Le Sénégal et la Gambie se souviennent du naufrage du Joola, 17 ans après
Le 26 septembre 2002, le ferry qui effectuait la liaison
entre la Casamance et Dakar sombrait au large de la Gambie, faisant
officiellement 1863 morts et 64 rescapés seulement. 17 ans après, le souvenir
de la tragédie est toujours vif mais entretenir la mémoire est un combat
parfois compliqué.
Parmi les survivants du naufrage, Malang Badji dit avoir
« gagné une bataille », celle des cauchemars, mais « pas la
guerre » : celle de la mémoire. C’est sur un balcon avec vue sur
l’océan et le port de Dakar que Malang Badji raconte son histoire. « Je
n’ai plus peur. Je peux même prendre le bateau pour aller à Ziguinchor si
nécessaire. J’y repense souvent quand je suis seul. Je pallie par le travail. »
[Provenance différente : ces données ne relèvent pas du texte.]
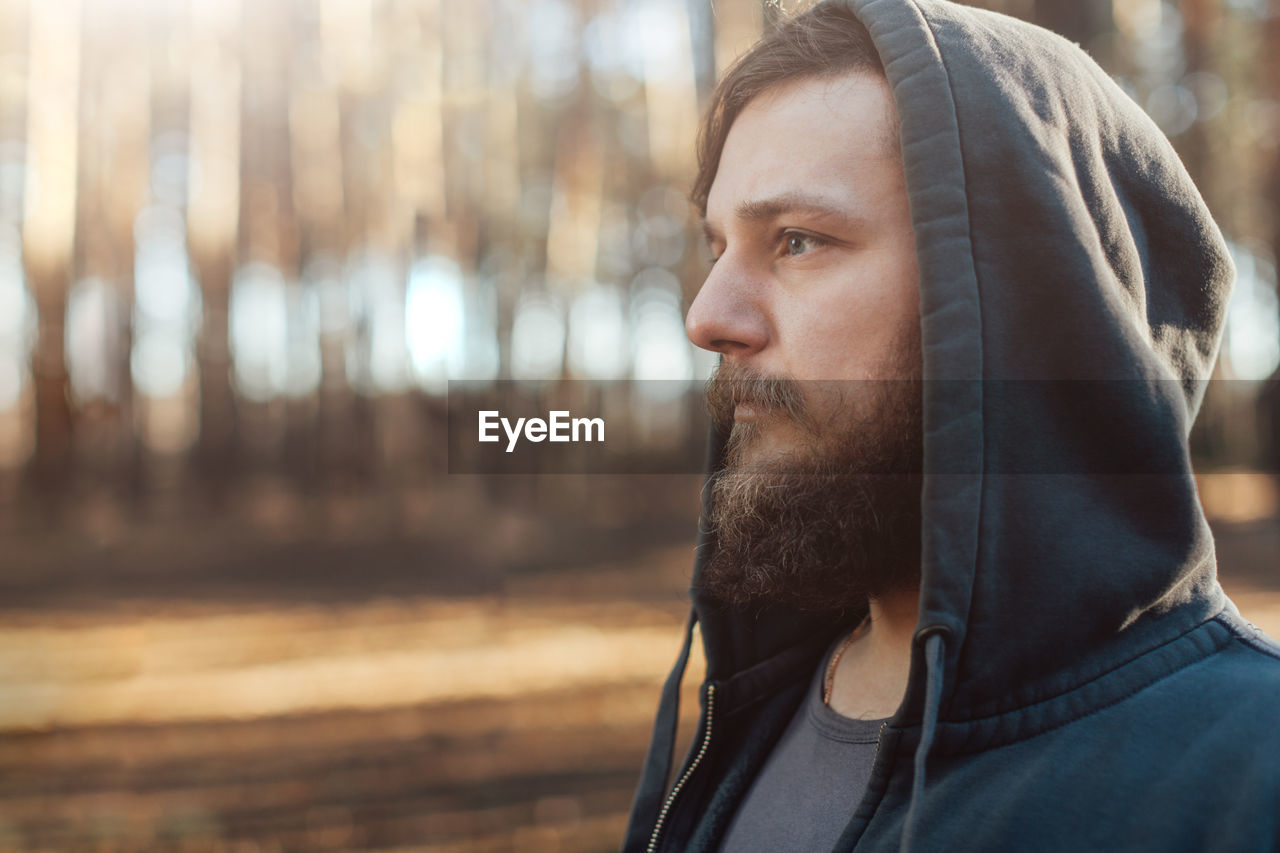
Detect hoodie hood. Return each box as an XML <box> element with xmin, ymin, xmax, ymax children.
<box><xmin>694</xmin><ymin>0</ymin><xmax>1234</xmax><ymax>722</ymax></box>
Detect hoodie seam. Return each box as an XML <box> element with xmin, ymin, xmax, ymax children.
<box><xmin>911</xmin><ymin>0</ymin><xmax>987</xmax><ymax>707</ymax></box>
<box><xmin>946</xmin><ymin>610</ymin><xmax>1235</xmax><ymax>724</ymax></box>
<box><xmin>940</xmin><ymin>620</ymin><xmax>1239</xmax><ymax>756</ymax></box>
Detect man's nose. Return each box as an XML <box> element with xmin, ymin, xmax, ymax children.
<box><xmin>685</xmin><ymin>257</ymin><xmax>769</xmax><ymax>359</ymax></box>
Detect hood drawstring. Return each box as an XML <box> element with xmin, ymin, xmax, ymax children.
<box><xmin>899</xmin><ymin>629</ymin><xmax>946</xmax><ymax>853</ymax></box>
<box><xmin>623</xmin><ymin>612</ymin><xmax>698</xmax><ymax>850</ymax></box>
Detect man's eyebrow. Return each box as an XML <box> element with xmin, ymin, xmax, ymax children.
<box><xmin>703</xmin><ymin>192</ymin><xmax>865</xmax><ymax>242</ymax></box>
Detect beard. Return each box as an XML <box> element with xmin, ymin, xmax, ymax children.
<box><xmin>696</xmin><ymin>348</ymin><xmax>923</xmax><ymax>611</ymax></box>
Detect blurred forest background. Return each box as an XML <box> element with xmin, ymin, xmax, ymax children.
<box><xmin>0</xmin><ymin>0</ymin><xmax>1280</xmax><ymax>853</ymax></box>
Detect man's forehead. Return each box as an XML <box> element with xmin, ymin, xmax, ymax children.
<box><xmin>704</xmin><ymin>72</ymin><xmax>901</xmax><ymax>229</ymax></box>
<box><xmin>701</xmin><ymin>188</ymin><xmax>867</xmax><ymax>241</ymax></box>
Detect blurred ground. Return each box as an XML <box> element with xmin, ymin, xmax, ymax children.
<box><xmin>0</xmin><ymin>473</ymin><xmax>1280</xmax><ymax>853</ymax></box>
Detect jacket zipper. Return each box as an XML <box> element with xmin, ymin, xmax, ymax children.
<box><xmin>648</xmin><ymin>684</ymin><xmax>716</xmax><ymax>853</ymax></box>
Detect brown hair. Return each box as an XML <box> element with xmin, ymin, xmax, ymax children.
<box><xmin>689</xmin><ymin>0</ymin><xmax>884</xmax><ymax>215</ymax></box>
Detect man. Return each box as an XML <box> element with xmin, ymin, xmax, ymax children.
<box><xmin>625</xmin><ymin>0</ymin><xmax>1280</xmax><ymax>852</ymax></box>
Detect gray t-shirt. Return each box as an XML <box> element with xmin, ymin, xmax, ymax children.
<box><xmin>719</xmin><ymin>637</ymin><xmax>884</xmax><ymax>853</ymax></box>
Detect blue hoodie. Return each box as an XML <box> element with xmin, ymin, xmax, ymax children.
<box><xmin>625</xmin><ymin>0</ymin><xmax>1280</xmax><ymax>852</ymax></box>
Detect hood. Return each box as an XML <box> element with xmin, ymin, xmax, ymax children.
<box><xmin>694</xmin><ymin>0</ymin><xmax>1234</xmax><ymax>725</ymax></box>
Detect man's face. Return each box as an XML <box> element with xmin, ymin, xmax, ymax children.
<box><xmin>686</xmin><ymin>73</ymin><xmax>920</xmax><ymax>607</ymax></box>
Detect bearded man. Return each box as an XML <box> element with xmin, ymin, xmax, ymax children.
<box><xmin>625</xmin><ymin>0</ymin><xmax>1280</xmax><ymax>853</ymax></box>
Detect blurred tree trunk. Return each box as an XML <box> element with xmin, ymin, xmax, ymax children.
<box><xmin>1032</xmin><ymin>0</ymin><xmax>1111</xmax><ymax>46</ymax></box>
<box><xmin>28</xmin><ymin>263</ymin><xmax>72</xmax><ymax>496</ymax></box>
<box><xmin>1178</xmin><ymin>0</ymin><xmax>1224</xmax><ymax>208</ymax></box>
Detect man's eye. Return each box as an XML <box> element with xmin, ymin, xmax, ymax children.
<box><xmin>786</xmin><ymin>233</ymin><xmax>822</xmax><ymax>255</ymax></box>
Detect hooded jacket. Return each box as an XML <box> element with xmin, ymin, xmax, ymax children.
<box><xmin>625</xmin><ymin>0</ymin><xmax>1280</xmax><ymax>853</ymax></box>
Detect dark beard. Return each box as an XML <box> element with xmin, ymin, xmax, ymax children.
<box><xmin>698</xmin><ymin>362</ymin><xmax>923</xmax><ymax>611</ymax></box>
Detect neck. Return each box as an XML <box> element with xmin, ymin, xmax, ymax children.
<box><xmin>829</xmin><ymin>589</ymin><xmax>920</xmax><ymax>720</ymax></box>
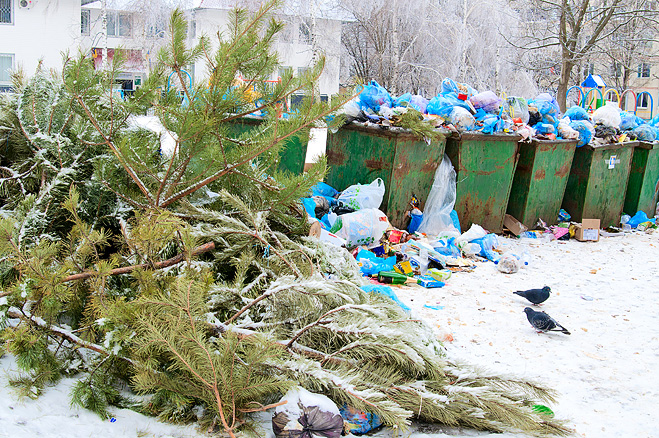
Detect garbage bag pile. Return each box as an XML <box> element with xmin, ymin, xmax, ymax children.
<box><xmin>302</xmin><ymin>174</ymin><xmax>510</xmax><ymax>295</ymax></box>
<box><xmin>561</xmin><ymin>102</ymin><xmax>659</xmax><ymax>147</ymax></box>
<box><xmin>341</xmin><ymin>78</ymin><xmax>659</xmax><ymax>147</ymax></box>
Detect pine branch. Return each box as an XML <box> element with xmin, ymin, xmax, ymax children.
<box><xmin>62</xmin><ymin>242</ymin><xmax>215</xmax><ymax>283</ymax></box>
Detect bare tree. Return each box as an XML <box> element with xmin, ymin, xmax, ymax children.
<box><xmin>511</xmin><ymin>0</ymin><xmax>657</xmax><ymax>111</ymax></box>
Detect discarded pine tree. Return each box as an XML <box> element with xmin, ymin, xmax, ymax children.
<box><xmin>0</xmin><ymin>3</ymin><xmax>569</xmax><ymax>436</ymax></box>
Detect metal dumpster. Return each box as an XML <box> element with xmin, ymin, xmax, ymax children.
<box><xmin>325</xmin><ymin>124</ymin><xmax>447</xmax><ymax>228</ymax></box>
<box><xmin>507</xmin><ymin>139</ymin><xmax>577</xmax><ymax>229</ymax></box>
<box><xmin>563</xmin><ymin>142</ymin><xmax>637</xmax><ymax>228</ymax></box>
<box><xmin>228</xmin><ymin>116</ymin><xmax>309</xmax><ymax>175</ymax></box>
<box><xmin>623</xmin><ymin>141</ymin><xmax>659</xmax><ymax>217</ymax></box>
<box><xmin>446</xmin><ymin>133</ymin><xmax>520</xmax><ymax>233</ymax></box>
Son travail de cuisinier, du sport, un suivi psychologique
aussi, pour avancer depuis cette nuit là – c’était un jeudi -, il avait 19 ans,
lycéen et allait poursuivre ses études. Embarquement à Ziguinchor, cap sur
Dakar… « Tout à coup, le bateau a fait un grand bruit, un tonneau
« boum ». Un deuxième tonneau. « Boum ». Et puis voilà, il
s’est incliné. Là, les gens ont crié de partout et tout un chacun voulait se
sauver. »
Malang Badji réussit à monter sur la coque. Pour lui, le
temps passe mais les leçons ne sont pas tirés. « Qui a été
emprisonné ? Personne. Les Sénégalais sont amnésiques. L’Etat aussi. Parce
que ça fait aujourd’hui 17 ans qu’on court derrière l’Etat pour leur demander
ne serait-ce que de renflouer le bateau. On leur demandait juste de nous
accorder une place au niveau du port de Ziguinchor pour que nous puissions nous
rappeler de nos parents. Une stèle. L’Etat n’a pas mis les moyens. C’est ce
combat-là qui nous reste. »
Pas de mémorial, mais un devoir de mémoire. Comme tous les
26 septembre depuis le naufrage, Malang Badji prend un congé pour participer
aux commémorations.
Malang Badji n’a «plus peur» mais se
bat encore pour que les victimes aient un mémorial. © C. Idrac/RFI
Malang Badji, le combat de la mémoire
Un village gambien entretient le cimetière
En Gambie, se trouve une importante fosse commune où ont été
rassemblés les corps des victimes du Joola. Le cimetière est situé dans le
village de Bassori à l’intérieur des terres, à plus d’une heure de route de
Banjul, la capitale.
A la veille des commémorations, plusieurs jeunes du village
ont été envoyés pour nettoyer le cimetière, recouvert par la végétation.
Débarrassée de ses herbes folles, la pierre tombale indique le nom de seulement
quarante victimes.
Mais le compte n’y est pas, explique Moro Kongira, 18 ans au
moment des faits. « A certains endroits du cimetière, vous trouverez une
vingtaine de personnes enterrées sur le même emplacement. Donc ça fait beaucoup
de monde. Franchement, je suis incapable de vous combien de personnes sont
enterrées ici. »
Plusieurs centaines de corps, non identifiés reposeraient
sous terre. Le village de Bassori a été choisi pour sa position sur la route
qui relie la Casamance à la Gambie. La communauté villageoise s’est investie
pour préserver le cimetière, mais elle se sent démunie averti Moro Kongira.
« La communauté a besoin d’aide. Ce sont les gens d’ici
qui nettoient bénévolement le cimetière, qui parfois montent des tentes pour
les cérémonies. Il est arrivé que le chef du village paie les travaux pour
entretenir l’enceinte du cimetière. »
Pour le moment les murailles tiennent bon. Le souvenir du
Joola est encore trop vif pour les laisser s’affaisser. A Bassori, en Gambie la
cérémonie de commémoration aura lieu un jour plus tard, vendredi 27.